Af en toe zag hij dat er handarbeid werd verricht door kunstmatig uitziende protoplasma-wezens als reuzenamoeben, waarvan de grijpstaven en zintuigen varieerden met de uit te voeren taak. Elders waren er metalen robots aan het werk om namaaksels te maken van spinnen, wielwezens, en vele andere levensvormen — hoewel sommige van deze robots werkelijk levend leken te zijn, evenals bepaalde grote structuren die eruit zagen als gigantische elektronische breinen. Hun transparante wanden toonden donkere geleien die glinsterden van verwarde zilverachtige draden, smaller dan haren, alsof ze zenuwen en denkcellen naar noodzaak fabriceerden.
Hoe groter de verscheidenheid van intelligent leven dat Don zag, des te gevoeliger hij werd voor de aanwezigheid ervan. Toen hij nu even pauzeerde in de met sterren bezaaide centrale bol scheen deze te zwemmen met zwak violette nevelwezens van telkens wijzigende vorm, en met vele armen: koude wezens uit de duisternis van achter de sterren.
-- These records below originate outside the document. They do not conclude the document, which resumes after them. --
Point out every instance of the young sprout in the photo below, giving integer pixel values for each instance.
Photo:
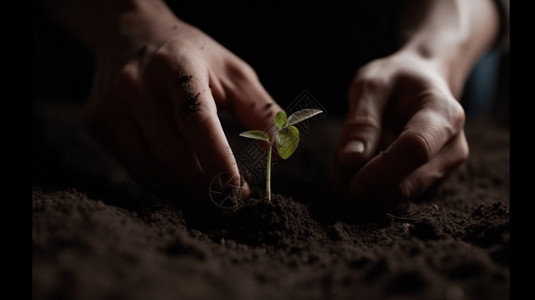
(286, 139)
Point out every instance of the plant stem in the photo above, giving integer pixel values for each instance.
(268, 173)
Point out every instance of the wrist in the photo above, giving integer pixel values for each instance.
(448, 63)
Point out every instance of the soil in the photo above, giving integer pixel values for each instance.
(96, 235)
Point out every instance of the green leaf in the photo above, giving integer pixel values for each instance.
(287, 140)
(301, 115)
(256, 134)
(280, 119)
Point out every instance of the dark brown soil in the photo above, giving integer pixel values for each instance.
(114, 242)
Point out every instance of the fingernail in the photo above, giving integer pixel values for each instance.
(354, 147)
En eens toen hij naar het bovenste dek zeilde zag hij een van de grote, gekleurde abstracte vormen opensplijten als een ei en een horde wezens uitbraken.
Maar hoe gevoeliger hij werd voor de aanwezigheid van intelligent leven, hoe meer hij gekweld werd door de overtuiging dat er overal rondom hem onzichtbare wezens waren die zijn zintuigen te boven gingen — alsof de Zwerver meer geesten aan boord had dan bemanningsleden.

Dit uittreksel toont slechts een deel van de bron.